American hostage held in Yemen killed during rescue attempt
A joint US-Yemen effort to rescue US journalist Luke Sommers failed when Al-Qeada in the Arabian Peninnsula terrorists apparently tried to execute him as the rescue force attacked. A South African national, Pierre Korkie, also died in the rescue mission.
Sommers was found badly wounded and helicoptered to a Navy ship in the Gulf. He died of his wounds en route.
This was the second effort to rescue Sommers. An effort last month failed when rescuers failed to find Sommers where they thought he was being held.
Numerous AQAP terrorists holding the hostages captive were killed in the mission.
President Obama released a statement early Saturday morning condemning the "barbaric murder" of Somers by the Al Qaeda terrorists.
Obama, Defense Secretary Chuck Hagel and Secretary of State John Kerry all expressed their condolences to Somers' family.
The sister of Luke Somers first learned of her brother's death from FBI agents. Lucy Somers told the Associated Press her family asks for peace.
Yemen's local Al Qaeda branch, Al Qaeda in the Arabian Peninsula, posted a video Thursday that showed Somers, threatening to kill him in three days if the United States didn't meet the group's demands, which weren't specified.
The rescue attempt took place in central Yemen and was conducted with the Yemen government, Hagel said in a statement
The news of the failed rescue comes after a suspected U.S. drone strike in Yemen killed nine alleged Al Qaeda militants early Saturday, a security official said. The drone struck at dawn in Yemen's southern Shabwa province, hitting a suspected militant hideout, the official said. The official did not elaborate and spoke on condition of anonymity as he wasn't authorized to brief journalists.
At least six suspected militants were killed in an airstrike in the same province last month. Later Saturday, tribal leaders said they saw helicopters flying over an area called Wadi Abdan in Shabwa province.
In a video Saturday, Lucy Somers and her father pleaded for the group to let Luke Somers live.
In a statement Thursday, Pentagon press secretary Rear Adm. John Kirby acknowledged for the first time that a mysterious U.S. raid last month had sought to rescue Somers but that he turned out not to be at the site.
The U.S. considers Yemen's Al Qaeda branch to be the world's most dangerous arm of the group as it has been linked to several failed attacks on the U.S. homeland.

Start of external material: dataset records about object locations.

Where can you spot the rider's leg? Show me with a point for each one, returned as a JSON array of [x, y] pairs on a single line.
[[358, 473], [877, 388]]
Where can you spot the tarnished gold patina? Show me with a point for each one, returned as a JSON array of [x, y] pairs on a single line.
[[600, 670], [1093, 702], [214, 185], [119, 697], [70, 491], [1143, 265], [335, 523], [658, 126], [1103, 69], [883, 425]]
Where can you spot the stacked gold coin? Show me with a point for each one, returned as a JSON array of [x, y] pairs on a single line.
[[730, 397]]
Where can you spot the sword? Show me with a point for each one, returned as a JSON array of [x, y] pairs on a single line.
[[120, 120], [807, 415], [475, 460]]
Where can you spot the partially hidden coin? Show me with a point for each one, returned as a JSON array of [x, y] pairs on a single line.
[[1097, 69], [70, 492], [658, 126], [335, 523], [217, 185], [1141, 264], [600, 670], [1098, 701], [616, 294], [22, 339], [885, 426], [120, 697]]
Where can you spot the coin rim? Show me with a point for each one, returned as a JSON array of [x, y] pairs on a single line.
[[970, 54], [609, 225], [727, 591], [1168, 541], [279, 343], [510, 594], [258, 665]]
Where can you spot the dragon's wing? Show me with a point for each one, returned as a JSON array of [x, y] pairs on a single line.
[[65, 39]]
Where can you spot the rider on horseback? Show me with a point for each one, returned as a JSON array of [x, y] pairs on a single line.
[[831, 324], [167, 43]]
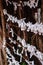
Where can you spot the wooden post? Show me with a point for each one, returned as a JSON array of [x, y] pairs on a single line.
[[3, 33]]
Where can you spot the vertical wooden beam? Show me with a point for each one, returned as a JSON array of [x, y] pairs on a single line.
[[3, 28]]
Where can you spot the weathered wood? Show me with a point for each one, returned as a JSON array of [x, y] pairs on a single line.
[[3, 31]]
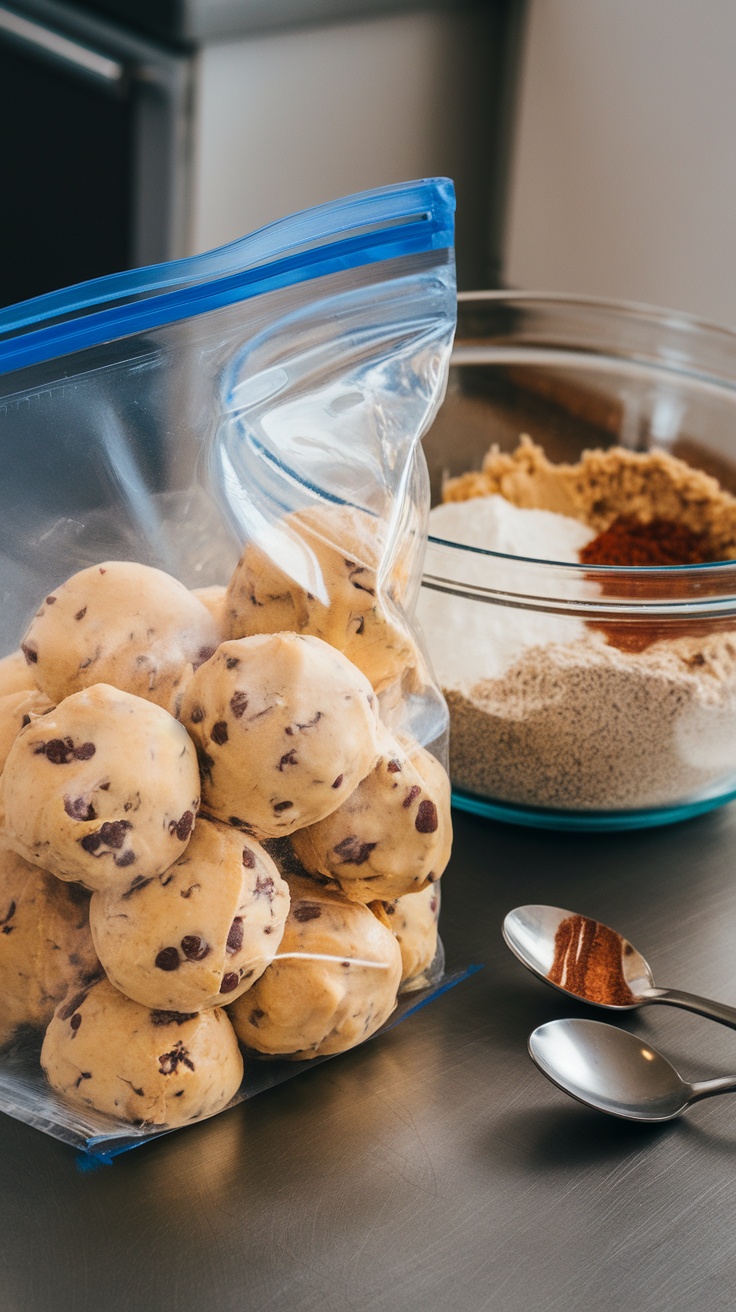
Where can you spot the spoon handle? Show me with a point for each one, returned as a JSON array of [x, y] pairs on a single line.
[[709, 1088], [692, 1003]]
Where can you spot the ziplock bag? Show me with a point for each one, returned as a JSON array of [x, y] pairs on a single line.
[[253, 410]]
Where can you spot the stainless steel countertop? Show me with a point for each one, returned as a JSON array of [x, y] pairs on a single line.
[[433, 1168]]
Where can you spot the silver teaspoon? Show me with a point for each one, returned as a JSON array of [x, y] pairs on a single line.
[[591, 962], [614, 1071]]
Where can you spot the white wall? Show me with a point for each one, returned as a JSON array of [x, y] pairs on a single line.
[[625, 169], [293, 118]]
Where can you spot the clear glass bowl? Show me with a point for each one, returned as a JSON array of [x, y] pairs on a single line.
[[621, 710]]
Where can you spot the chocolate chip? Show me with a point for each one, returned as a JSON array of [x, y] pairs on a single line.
[[172, 1017], [235, 937], [194, 947], [239, 705], [183, 828], [307, 911], [427, 819], [79, 808], [202, 655], [264, 887], [168, 959], [59, 751], [353, 852]]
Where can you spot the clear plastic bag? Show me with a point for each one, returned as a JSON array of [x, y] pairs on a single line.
[[255, 410]]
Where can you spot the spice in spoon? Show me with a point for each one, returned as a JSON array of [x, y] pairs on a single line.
[[589, 962]]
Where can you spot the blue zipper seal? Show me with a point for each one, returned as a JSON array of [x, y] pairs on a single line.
[[407, 219]]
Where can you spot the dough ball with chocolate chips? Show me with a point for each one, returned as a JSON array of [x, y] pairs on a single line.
[[45, 943], [100, 790], [332, 984], [285, 728], [16, 675], [200, 933], [413, 921], [156, 1068], [392, 835], [16, 711], [324, 584], [120, 623]]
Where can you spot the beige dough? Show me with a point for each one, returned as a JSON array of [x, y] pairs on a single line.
[[16, 675], [158, 1068], [413, 921], [120, 623], [285, 728], [100, 790], [337, 988], [331, 593], [214, 600], [392, 835], [16, 711], [202, 932], [45, 943]]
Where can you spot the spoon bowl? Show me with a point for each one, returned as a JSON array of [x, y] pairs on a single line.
[[615, 1072], [593, 963]]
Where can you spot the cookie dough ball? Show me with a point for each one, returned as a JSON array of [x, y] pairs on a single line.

Somers was kidnapped in 2013 leaving a supermarket in Yemen. He was working as a freelance photographer for the Yemen Times at the time.
A rescue mission was realistically Sommers only chance, as AQAP never specified what their demands were. They would very likely have been unacceptable anyway.
No word on casualties among our special operators, but we probably wouldn't hear about it if there were any.
CNN is reporting that the South African hostage was to be freed on Sunday:
During the raid, the militants with al Qaeda in the Arabian Peninsula (AQAP) also killed South African hostage Pierre Korkie, according to his employer, the relief group Gift of the Givers.
Korkie was to be released on Sunday, the group said in a statement.
He and his wife Yolande had fallen into the hands of abductors in May of last year, but they subsequently let her go. On Friday, a team of local leaders was finalizing arrangements to reunite Pierre Korkie to his wife and children, the statement reads.
Gift of the Givers recently told his wife that "the wait is almost over."
"Three days ago we told her 'Pierre will be home for Christmas,'" the group said. "We certainly did not mean it in the manner it has unfolded."
I would take the news that Korkie was to be released by Christmas with a grain of salt. We've seen negotiations for the release of hostages get to this point a dozen times over the last few years, only to see the terrorists cruelly withdraw their offer.